Die verschiedenen Aurasymptome folgen gewöhnlich einer bestimmten Reihenfolge. Meistens beginnend mit visuellen Symptomen, gefolgt von Sensibilitätsstörungen und gegebenenfalls gestörter Sprache (Aphasie). Allerdings sind auch andere Reihenfolgen möglich und dokumentiert.
Für die meisten Aurasymptome beträgt die anerkannte Dauer ca. 60 Minuten. Motorische Symptome dauern häufig länger an.

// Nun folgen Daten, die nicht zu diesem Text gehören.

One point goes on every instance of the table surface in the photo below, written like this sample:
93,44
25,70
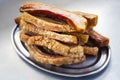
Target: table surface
12,67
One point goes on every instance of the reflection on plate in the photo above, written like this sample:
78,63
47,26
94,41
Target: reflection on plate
92,64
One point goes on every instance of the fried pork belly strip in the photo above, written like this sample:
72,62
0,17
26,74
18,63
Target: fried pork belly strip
56,46
78,22
30,28
43,57
46,25
99,39
57,60
91,18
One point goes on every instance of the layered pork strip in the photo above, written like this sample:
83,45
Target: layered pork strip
56,46
46,25
57,36
46,58
42,57
30,28
79,23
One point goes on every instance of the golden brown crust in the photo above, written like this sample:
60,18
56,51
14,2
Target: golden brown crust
79,23
30,28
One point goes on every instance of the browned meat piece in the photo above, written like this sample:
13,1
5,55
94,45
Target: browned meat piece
56,46
47,58
99,39
57,60
46,25
91,50
30,28
91,18
78,22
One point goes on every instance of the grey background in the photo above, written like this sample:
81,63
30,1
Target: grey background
12,67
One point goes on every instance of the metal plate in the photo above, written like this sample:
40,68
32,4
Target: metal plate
92,64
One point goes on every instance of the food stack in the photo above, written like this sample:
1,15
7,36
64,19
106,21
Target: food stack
56,36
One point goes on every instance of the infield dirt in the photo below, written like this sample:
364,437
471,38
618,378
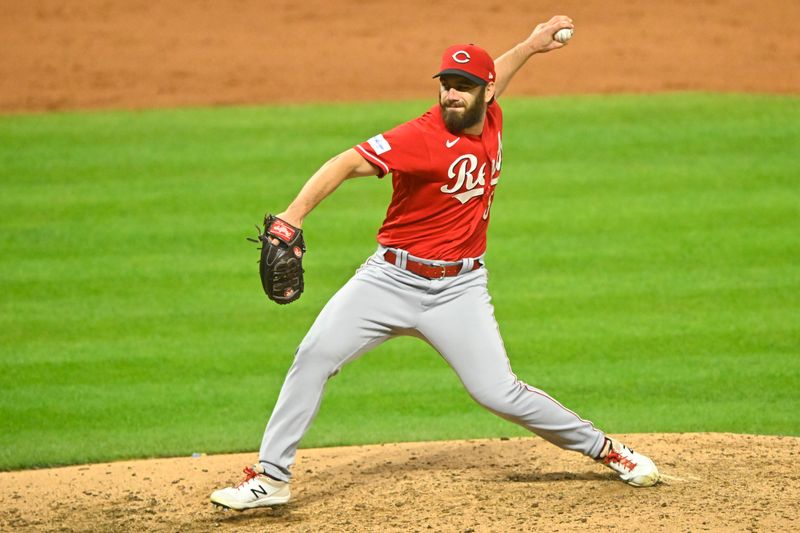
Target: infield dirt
60,55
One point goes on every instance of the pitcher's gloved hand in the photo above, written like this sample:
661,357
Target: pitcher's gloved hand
281,263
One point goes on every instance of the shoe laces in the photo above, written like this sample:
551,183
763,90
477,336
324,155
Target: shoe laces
249,474
620,458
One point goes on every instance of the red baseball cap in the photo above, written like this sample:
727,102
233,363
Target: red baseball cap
468,60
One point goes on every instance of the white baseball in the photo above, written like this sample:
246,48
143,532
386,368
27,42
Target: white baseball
563,35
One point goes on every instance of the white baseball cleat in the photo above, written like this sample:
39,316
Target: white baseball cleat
257,490
633,468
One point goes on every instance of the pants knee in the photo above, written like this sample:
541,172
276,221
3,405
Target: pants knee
496,399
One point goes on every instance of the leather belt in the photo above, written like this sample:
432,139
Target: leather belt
429,271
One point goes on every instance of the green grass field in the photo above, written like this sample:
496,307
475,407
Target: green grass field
644,260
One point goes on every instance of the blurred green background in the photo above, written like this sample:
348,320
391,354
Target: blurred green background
644,260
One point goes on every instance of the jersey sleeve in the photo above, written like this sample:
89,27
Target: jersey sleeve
401,149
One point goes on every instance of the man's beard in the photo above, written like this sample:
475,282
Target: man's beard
457,121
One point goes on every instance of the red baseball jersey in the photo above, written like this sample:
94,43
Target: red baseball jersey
443,184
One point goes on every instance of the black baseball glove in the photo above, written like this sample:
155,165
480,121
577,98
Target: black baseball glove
281,263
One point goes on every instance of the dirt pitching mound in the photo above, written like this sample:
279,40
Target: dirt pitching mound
711,482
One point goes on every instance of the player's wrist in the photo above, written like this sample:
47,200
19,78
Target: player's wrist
291,219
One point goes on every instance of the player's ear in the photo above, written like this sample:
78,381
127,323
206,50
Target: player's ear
489,94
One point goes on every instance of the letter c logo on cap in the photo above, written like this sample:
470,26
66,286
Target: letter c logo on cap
461,57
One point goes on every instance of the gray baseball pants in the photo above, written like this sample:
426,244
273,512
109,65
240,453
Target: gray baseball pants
454,315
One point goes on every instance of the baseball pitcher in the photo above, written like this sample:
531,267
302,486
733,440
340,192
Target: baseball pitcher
427,277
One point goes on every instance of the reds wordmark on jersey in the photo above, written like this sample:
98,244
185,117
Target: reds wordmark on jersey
443,184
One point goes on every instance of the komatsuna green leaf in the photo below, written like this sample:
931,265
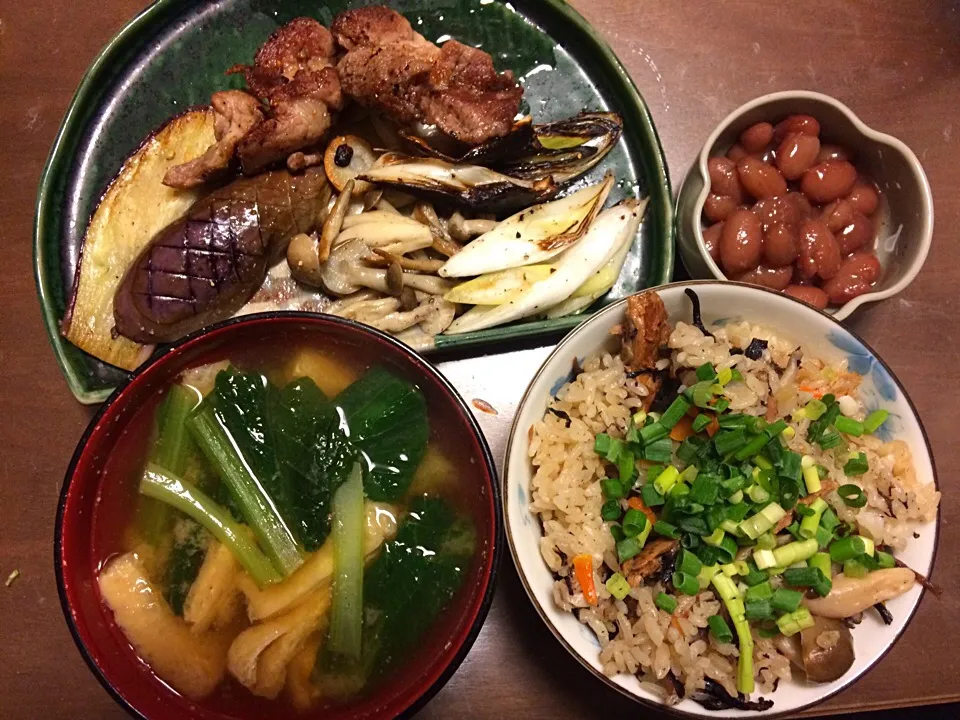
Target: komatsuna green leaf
387,422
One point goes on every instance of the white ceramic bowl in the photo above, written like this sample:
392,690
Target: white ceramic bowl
906,227
721,302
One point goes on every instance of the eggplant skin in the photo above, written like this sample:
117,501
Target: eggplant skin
205,266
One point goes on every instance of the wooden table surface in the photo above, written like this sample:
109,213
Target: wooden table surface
896,64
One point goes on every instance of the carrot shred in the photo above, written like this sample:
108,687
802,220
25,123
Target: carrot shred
583,568
637,503
683,429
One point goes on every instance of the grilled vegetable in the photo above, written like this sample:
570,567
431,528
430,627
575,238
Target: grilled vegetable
531,236
205,266
134,208
471,186
606,234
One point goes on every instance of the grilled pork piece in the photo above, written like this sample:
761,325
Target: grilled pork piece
391,68
204,267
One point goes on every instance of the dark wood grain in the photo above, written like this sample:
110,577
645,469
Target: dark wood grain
896,64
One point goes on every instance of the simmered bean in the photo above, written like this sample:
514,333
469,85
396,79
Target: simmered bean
855,276
797,124
773,278
780,244
797,154
741,242
809,294
864,198
759,179
837,215
855,234
828,181
711,240
756,137
718,207
724,179
819,251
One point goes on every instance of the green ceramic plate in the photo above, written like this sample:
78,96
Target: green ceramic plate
173,55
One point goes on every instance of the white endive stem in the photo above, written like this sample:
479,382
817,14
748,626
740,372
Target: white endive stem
603,238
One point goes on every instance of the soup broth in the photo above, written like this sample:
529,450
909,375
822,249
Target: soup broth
273,624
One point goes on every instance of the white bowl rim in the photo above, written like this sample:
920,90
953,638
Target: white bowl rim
926,228
508,529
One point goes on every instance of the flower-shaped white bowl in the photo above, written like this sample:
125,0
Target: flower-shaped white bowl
906,228
722,302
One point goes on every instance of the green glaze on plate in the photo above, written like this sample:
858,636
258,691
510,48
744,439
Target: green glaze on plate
174,54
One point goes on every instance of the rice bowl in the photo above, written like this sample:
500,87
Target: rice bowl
555,496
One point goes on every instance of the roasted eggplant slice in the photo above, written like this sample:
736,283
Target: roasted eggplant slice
205,266
472,186
134,208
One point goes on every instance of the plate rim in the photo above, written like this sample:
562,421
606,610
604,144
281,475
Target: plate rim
531,596
59,159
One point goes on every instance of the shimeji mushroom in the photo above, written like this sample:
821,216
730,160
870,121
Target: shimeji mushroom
345,273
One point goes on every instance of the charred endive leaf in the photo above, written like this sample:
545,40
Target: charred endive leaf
532,236
472,186
612,228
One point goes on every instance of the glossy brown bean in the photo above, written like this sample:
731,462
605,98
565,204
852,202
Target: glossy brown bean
805,124
837,215
741,242
832,152
864,198
724,179
759,179
856,276
858,233
796,154
827,181
780,244
711,240
718,207
808,294
819,251
737,152
773,278
756,137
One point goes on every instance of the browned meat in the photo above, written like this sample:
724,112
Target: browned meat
376,25
467,99
235,114
303,44
391,68
826,486
646,332
649,561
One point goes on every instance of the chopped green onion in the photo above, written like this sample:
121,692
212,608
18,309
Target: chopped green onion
706,372
634,522
792,623
810,523
686,584
848,426
661,527
673,414
754,526
651,496
875,420
856,465
610,510
853,568
618,586
666,480
665,602
852,495
613,488
658,451
721,631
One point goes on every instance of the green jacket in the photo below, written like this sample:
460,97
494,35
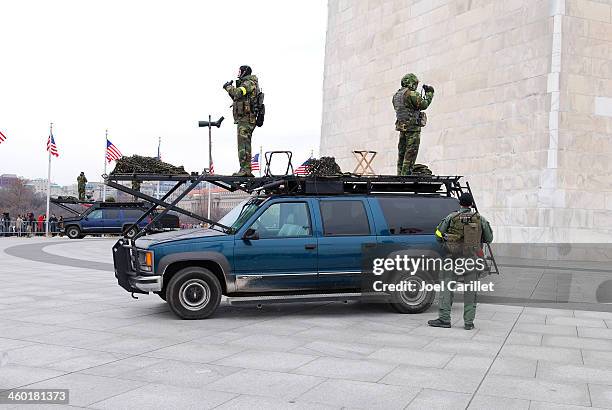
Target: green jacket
407,104
487,232
81,181
244,95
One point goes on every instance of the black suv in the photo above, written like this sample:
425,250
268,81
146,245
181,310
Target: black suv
113,218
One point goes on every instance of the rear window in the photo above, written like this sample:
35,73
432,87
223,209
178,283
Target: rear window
110,213
415,215
132,213
344,218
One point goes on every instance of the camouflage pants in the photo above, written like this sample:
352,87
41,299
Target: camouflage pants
407,150
245,133
469,297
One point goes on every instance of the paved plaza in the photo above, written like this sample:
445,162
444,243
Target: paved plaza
65,323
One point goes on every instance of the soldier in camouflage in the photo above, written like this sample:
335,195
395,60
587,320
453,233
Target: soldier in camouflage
244,95
463,231
408,105
81,182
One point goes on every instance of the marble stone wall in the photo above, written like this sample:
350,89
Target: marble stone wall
523,104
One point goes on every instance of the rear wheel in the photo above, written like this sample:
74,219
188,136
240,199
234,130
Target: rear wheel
73,232
194,293
415,299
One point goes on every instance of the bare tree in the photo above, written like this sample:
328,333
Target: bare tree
18,198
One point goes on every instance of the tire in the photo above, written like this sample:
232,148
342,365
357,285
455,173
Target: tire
73,232
193,293
416,301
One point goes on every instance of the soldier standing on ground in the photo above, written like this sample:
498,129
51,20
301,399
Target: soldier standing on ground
408,105
245,96
464,231
81,181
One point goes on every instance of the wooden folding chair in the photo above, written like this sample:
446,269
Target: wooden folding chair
364,162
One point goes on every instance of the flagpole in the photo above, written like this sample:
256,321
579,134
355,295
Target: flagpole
209,162
48,183
159,158
105,151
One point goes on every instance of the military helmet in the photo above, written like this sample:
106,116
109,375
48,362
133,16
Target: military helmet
244,70
410,80
466,199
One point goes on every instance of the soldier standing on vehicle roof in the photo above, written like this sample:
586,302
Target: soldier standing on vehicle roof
81,181
248,113
408,105
463,231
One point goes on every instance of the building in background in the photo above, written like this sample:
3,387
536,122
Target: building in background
8,179
523,103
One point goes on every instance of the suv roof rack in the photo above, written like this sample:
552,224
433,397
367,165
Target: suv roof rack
308,185
436,185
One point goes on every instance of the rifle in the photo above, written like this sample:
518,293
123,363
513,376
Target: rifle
488,245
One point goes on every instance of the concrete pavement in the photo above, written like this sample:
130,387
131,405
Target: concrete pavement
64,325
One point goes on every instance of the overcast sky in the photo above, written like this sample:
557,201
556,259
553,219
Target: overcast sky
145,69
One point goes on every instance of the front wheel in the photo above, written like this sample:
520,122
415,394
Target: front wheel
416,298
73,232
194,293
130,233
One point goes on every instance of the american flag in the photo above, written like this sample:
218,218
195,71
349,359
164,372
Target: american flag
302,170
51,147
255,163
112,153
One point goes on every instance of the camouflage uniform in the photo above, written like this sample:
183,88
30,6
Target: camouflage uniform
452,229
244,117
408,104
81,181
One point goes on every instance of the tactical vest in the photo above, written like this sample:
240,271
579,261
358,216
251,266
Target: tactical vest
403,113
464,234
245,107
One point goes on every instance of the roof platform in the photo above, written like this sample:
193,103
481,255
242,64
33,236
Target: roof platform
312,185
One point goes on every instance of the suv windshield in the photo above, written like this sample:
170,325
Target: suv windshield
239,215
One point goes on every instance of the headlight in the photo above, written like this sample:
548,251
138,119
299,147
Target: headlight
145,261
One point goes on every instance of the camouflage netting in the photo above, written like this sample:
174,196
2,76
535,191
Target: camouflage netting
324,166
137,164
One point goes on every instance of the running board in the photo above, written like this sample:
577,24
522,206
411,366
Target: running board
312,298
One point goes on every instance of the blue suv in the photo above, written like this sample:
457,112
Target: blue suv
282,246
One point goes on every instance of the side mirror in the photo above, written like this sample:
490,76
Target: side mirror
250,234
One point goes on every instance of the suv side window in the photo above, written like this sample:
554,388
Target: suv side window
284,220
344,218
97,214
111,213
132,213
415,215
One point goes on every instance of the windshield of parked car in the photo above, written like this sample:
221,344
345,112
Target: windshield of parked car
239,215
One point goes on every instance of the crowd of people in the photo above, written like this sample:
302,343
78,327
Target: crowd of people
29,225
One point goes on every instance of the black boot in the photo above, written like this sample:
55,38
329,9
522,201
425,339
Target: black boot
438,323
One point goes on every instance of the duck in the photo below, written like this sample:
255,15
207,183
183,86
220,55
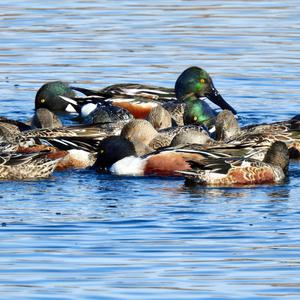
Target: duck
79,143
193,84
48,96
120,156
24,166
232,171
141,130
44,118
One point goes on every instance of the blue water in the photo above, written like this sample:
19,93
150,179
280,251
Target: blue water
81,235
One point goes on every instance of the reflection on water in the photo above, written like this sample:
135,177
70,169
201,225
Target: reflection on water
85,235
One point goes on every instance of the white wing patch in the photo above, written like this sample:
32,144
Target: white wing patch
130,165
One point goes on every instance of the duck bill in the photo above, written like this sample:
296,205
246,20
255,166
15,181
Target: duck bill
215,97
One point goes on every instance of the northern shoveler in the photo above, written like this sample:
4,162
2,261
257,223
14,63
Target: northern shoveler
120,156
44,118
20,166
240,171
160,118
48,96
80,142
193,84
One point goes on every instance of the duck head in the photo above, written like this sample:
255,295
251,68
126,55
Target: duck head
48,96
194,83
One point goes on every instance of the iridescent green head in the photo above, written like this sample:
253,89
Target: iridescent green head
199,112
48,96
194,83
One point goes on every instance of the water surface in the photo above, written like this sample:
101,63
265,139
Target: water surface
89,236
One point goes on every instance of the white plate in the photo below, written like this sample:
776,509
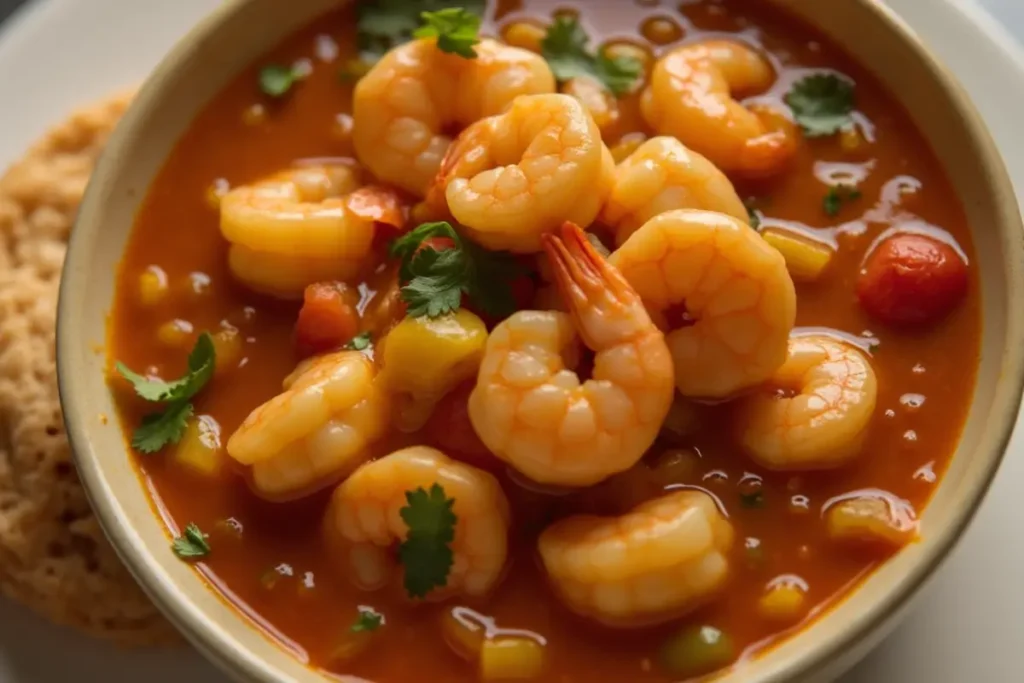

Diagnostische Kriterien der Migräne mit Aura
Als diagnostische Kriterien der Migräne mit Aura gelten laut IHS / ICHD-3:
Kriterium A: Mindestens zwei Attacken, die das Kriterium B und C erfüllen
Kriterium B: Ein oder mehrere der folgenden vollständig reversiblen Symptome
1. visuell
2. sensorisch
3. Sprechen und/oder Sprache
4. motorisch
5. Hirnstamm
6. retinal
Kriterium C: Mindestens drei der folgenden sechs Merkmale sind erfüllt:
1. wenigstens ein Aurasymptom entwickelt sich allmählich über ≥5 Minuten hinweg
2. zwei oder mehr Aurasymptome treten nach einander auf
3. jedes Aurasymptom hält 5 bis 60 Minuten an
4. mindestens ein Aurasymptom taucht einseitig auf
5. mindestens ein Aurasymptom ist positiv
6. die Aura wird von Kopfschmerz begleitet, oder dieser folgt ihr innerhalb von 60 Minuten
Kriterium D: Nicht besser erklärt durch eine andere ICHD-3-Diagnose.
3.2 Diagnostik
Die Symptome der Hirnstammaura können einige schwerwiegende Krankheitsbilder wie Schlaganfall, Tumore und Infektionen imitieren. Es ist daher wichtig, einen Arzt oder eine Notfallambulanz aufzusuchen, wenn sich die Symptome einer Hirnstammaura zum ersten Mal zeigen oder wenn sich die Schwere und Häufigkeit der Symptome ändert, um solche schwerwiegenden Erkrankungen auszuschließen.
Es gibt keinen Blutwert oder eine typische Erscheinung der Hirnstammaura, die durch bildgebende Verfahren wie Röntgen oder Magnetresonanztomografie (MRT) sichtbar gemacht werden könnten. Die Migräne mit Hirnstammaura kann daher nur als Ausschlussdiagnose nach gründlicher Befragung (Anamnese) und Abklärung von Differenzialdiagnosen (s.u.) gestellt werden. Bei der Ausschlussdiagnostik werden im Allgemeinen folgende diagnostische Verfahren genutzt:
MRT/CT/Angiographie
Eine Bildgebung mit MRT oder Magnetresonanzangiographie (MRA) des Kopfes oder eine Computertomographie (CT)-Angiographie ist jedoch angezeigt, um andere Pathologien, wie Schlaganfall, Gefäßfehlbildungen (atrioventrikuläre Fehlbildung) des Hirnstamms (auch „AV-Missbildungen“) und Tumore auszuschließen.